3.2.6 Enterotoxin B (Staphylococcus spp.)
Comparable to C. botulinum, Staphylococcus species can produce a Category B toxin known as Enterotoxin B. It was previously studied for use as an aerosol biological weapon, but the toxin can also spread via contaminated food (97, 98). The toxin is a superantigen that causes widespread stimulation of the immune system, inducing fever, hypotension, pulmonary edema, acute respiratory distress syndrome, or septic shock (97–99). Ophthalmic symptoms are typically not well characterized, although purulent conjunctivitis following exposure to the toxin has been reported (100). The rapid and widespread onset of symptoms from Enterotoxin B make treatment difficult, and there are currently no approved antitoxins for clinical use (97–99).
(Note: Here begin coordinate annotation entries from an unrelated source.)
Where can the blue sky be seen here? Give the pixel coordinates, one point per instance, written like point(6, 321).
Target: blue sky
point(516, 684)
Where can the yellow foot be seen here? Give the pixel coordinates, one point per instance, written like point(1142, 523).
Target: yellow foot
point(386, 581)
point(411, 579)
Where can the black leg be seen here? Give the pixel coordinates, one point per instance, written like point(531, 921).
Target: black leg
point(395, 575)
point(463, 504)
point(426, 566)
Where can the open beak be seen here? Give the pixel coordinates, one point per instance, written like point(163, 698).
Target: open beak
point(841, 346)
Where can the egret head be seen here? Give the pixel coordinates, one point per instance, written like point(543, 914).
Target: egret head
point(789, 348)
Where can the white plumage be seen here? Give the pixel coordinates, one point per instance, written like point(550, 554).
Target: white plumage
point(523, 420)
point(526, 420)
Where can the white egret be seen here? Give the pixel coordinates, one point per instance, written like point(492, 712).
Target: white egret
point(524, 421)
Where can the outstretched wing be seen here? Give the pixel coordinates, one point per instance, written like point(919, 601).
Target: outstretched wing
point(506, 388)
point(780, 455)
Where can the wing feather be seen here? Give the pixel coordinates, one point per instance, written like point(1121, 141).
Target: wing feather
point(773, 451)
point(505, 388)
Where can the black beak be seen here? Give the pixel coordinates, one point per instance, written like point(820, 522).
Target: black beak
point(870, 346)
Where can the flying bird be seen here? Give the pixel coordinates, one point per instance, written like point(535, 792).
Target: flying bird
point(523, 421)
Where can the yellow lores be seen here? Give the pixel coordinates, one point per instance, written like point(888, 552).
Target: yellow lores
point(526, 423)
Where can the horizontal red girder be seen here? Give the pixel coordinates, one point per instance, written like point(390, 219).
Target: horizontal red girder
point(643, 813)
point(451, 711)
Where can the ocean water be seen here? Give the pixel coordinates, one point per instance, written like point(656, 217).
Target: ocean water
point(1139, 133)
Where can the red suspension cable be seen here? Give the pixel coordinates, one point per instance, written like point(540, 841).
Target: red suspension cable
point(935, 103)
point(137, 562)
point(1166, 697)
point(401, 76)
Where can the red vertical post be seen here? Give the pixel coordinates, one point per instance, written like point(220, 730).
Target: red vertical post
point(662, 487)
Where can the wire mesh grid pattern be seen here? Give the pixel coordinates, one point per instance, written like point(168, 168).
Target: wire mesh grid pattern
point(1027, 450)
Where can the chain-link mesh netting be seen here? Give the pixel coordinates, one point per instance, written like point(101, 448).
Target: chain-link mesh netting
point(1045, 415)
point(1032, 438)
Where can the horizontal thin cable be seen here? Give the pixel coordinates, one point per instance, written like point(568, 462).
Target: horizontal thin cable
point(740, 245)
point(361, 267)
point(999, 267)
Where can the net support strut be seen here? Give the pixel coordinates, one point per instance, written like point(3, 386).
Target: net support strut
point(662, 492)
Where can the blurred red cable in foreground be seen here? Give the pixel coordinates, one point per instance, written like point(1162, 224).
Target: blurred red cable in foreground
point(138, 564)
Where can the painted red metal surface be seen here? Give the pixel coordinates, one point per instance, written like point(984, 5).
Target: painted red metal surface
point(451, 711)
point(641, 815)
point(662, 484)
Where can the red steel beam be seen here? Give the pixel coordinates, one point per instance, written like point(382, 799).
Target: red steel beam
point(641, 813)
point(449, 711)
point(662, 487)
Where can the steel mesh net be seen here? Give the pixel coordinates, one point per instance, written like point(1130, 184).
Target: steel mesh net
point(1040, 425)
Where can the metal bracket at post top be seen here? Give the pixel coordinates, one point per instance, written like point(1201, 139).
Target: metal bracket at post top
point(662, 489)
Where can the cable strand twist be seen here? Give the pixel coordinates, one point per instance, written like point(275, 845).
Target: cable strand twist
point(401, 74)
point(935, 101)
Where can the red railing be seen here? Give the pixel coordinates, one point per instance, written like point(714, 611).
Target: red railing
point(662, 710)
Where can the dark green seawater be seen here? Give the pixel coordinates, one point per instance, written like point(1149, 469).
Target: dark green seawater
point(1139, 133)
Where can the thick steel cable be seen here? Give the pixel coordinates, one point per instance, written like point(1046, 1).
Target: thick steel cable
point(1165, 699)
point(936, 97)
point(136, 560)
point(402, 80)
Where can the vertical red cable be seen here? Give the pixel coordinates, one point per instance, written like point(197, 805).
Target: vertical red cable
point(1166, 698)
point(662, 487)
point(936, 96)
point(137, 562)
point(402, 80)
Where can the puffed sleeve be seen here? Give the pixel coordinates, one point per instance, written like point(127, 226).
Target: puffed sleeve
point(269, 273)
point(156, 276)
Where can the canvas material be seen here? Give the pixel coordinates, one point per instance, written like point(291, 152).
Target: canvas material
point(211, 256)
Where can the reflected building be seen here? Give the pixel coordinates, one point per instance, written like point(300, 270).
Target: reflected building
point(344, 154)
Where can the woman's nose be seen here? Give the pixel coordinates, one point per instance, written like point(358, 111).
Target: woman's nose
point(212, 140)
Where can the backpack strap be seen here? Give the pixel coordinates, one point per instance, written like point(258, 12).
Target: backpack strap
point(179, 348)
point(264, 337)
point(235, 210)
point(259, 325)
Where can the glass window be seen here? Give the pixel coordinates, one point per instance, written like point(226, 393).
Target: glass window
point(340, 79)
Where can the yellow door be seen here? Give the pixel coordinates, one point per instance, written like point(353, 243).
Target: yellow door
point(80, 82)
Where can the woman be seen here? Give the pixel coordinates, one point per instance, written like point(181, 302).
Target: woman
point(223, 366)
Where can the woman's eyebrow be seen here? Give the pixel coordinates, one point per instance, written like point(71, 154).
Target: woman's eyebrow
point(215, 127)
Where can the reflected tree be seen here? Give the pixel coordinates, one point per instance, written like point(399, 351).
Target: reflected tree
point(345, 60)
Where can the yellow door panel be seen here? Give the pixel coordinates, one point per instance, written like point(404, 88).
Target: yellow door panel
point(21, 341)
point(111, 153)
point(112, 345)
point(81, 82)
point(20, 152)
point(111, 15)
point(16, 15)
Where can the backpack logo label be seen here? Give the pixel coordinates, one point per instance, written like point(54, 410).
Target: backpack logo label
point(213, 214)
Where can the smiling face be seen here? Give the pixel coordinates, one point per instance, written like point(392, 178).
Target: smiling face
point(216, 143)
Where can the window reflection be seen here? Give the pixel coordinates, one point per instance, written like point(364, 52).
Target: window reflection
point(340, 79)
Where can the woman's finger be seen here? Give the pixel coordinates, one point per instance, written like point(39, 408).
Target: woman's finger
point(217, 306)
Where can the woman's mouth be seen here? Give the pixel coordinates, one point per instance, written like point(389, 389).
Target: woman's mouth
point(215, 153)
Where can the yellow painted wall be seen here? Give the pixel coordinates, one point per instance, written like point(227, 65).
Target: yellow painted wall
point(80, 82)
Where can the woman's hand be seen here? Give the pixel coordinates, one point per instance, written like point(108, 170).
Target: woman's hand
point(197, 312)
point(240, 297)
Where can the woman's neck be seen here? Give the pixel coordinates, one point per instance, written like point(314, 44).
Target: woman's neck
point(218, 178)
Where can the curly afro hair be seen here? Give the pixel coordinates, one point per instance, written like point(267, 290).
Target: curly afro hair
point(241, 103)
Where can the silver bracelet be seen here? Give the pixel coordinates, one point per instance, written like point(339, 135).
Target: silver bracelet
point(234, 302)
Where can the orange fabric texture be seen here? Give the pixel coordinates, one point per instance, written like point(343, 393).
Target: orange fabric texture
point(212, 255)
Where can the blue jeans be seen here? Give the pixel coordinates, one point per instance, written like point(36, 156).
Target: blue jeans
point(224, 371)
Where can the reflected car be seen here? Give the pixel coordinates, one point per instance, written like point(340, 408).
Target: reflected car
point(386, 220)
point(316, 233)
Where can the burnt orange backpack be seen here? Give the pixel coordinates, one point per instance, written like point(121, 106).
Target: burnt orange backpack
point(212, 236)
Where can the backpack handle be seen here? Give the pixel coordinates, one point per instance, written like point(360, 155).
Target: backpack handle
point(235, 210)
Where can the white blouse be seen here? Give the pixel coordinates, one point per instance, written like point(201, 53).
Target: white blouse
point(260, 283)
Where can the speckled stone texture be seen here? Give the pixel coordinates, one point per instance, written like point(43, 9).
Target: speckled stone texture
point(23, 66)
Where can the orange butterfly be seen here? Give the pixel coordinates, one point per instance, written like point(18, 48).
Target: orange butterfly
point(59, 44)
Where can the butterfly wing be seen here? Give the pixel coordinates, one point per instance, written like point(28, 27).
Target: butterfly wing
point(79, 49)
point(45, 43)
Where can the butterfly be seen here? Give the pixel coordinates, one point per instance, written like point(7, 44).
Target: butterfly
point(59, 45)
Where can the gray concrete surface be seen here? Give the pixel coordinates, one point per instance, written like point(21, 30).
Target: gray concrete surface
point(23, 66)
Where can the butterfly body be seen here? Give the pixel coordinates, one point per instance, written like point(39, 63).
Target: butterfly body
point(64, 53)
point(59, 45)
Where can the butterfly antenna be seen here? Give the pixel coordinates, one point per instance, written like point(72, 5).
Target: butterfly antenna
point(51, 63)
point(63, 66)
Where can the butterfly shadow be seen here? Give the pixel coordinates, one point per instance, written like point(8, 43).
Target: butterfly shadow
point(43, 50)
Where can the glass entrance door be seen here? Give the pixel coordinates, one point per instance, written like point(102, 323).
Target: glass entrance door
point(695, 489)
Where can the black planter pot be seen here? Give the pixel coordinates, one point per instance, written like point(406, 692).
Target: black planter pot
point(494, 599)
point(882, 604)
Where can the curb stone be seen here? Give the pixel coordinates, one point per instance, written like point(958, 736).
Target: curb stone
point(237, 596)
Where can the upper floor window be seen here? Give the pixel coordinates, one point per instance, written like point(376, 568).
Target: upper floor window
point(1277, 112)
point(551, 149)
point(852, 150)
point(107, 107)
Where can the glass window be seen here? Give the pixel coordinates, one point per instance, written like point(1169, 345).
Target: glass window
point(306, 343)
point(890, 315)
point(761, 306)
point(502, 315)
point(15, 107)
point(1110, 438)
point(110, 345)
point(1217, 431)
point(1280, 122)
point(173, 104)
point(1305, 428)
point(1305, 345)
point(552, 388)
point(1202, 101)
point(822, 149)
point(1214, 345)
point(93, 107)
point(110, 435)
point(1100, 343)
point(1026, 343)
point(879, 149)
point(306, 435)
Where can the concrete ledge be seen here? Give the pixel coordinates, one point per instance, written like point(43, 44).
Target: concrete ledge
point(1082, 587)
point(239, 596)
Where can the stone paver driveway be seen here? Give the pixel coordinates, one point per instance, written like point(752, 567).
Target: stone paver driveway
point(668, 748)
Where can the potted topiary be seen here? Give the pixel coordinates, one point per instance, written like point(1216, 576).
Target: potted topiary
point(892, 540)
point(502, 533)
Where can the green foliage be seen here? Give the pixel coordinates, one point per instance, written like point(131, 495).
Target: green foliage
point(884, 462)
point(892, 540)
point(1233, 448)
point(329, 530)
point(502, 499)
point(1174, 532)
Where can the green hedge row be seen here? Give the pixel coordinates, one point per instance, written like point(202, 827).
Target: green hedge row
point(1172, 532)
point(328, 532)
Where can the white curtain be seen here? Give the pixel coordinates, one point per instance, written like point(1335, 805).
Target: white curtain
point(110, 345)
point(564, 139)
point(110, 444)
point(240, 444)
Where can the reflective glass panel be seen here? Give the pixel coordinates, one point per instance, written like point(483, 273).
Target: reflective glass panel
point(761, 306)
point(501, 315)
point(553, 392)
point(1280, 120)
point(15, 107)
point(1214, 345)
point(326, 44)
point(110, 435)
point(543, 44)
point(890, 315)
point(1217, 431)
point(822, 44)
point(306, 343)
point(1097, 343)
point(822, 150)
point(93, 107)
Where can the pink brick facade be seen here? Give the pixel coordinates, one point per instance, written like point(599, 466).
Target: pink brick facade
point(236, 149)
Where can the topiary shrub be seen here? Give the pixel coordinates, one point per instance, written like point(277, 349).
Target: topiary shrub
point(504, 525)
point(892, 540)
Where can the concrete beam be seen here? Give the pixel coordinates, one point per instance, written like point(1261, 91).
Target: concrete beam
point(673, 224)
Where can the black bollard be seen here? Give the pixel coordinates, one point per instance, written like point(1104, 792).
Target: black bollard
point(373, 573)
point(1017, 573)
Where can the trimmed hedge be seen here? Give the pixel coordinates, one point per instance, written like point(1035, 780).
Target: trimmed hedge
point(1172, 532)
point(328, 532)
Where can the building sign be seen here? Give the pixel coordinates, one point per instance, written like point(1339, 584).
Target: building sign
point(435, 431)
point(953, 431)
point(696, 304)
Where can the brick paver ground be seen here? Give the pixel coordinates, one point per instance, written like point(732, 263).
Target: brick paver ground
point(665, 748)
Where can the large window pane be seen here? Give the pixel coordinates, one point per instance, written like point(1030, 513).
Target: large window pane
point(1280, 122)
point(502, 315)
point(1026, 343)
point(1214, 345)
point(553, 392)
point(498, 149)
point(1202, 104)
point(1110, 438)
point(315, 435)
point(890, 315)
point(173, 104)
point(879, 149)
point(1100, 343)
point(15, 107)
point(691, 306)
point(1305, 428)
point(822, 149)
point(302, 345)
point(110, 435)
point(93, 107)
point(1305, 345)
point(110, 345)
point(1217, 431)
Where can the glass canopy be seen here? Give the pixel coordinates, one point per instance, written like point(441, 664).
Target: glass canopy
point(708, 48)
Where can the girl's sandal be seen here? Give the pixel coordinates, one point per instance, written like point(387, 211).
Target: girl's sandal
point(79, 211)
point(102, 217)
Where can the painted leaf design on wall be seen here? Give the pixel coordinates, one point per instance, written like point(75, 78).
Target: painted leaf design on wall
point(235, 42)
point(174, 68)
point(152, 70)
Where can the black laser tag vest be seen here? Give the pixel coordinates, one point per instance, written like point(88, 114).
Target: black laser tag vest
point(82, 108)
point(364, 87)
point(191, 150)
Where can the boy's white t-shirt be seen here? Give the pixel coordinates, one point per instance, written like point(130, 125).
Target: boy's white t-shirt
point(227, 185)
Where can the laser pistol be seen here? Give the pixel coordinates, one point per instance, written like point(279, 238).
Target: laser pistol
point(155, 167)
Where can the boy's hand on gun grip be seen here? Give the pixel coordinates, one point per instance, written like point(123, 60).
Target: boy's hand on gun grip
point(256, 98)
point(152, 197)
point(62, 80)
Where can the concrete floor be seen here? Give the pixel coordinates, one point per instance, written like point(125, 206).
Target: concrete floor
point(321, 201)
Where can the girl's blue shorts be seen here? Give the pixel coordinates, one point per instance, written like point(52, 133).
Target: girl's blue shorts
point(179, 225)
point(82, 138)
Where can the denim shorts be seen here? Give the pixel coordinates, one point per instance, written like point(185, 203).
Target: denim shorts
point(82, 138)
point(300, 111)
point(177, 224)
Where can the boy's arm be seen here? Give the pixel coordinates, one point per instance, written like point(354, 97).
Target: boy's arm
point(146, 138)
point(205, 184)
3.2.7 Epsilon toxin (Clostridium perfringens)
The capacity for aerosolization of the epsilon toxin produced by Clostridium perfringens makes it a possible biowarfare agent (101). Despite this, little is known about the clinical manifestations, with only two cases ever being reported, both from 1955 (102, 103). One of the patients presented with only profuse diarrhea while the other developed a peritoneal effusion with a gangrenous ileum (102, 103). No ophthalmic symptoms have been reported. Moreover, there is currently no known treatment for infection with epsilon toxin (101).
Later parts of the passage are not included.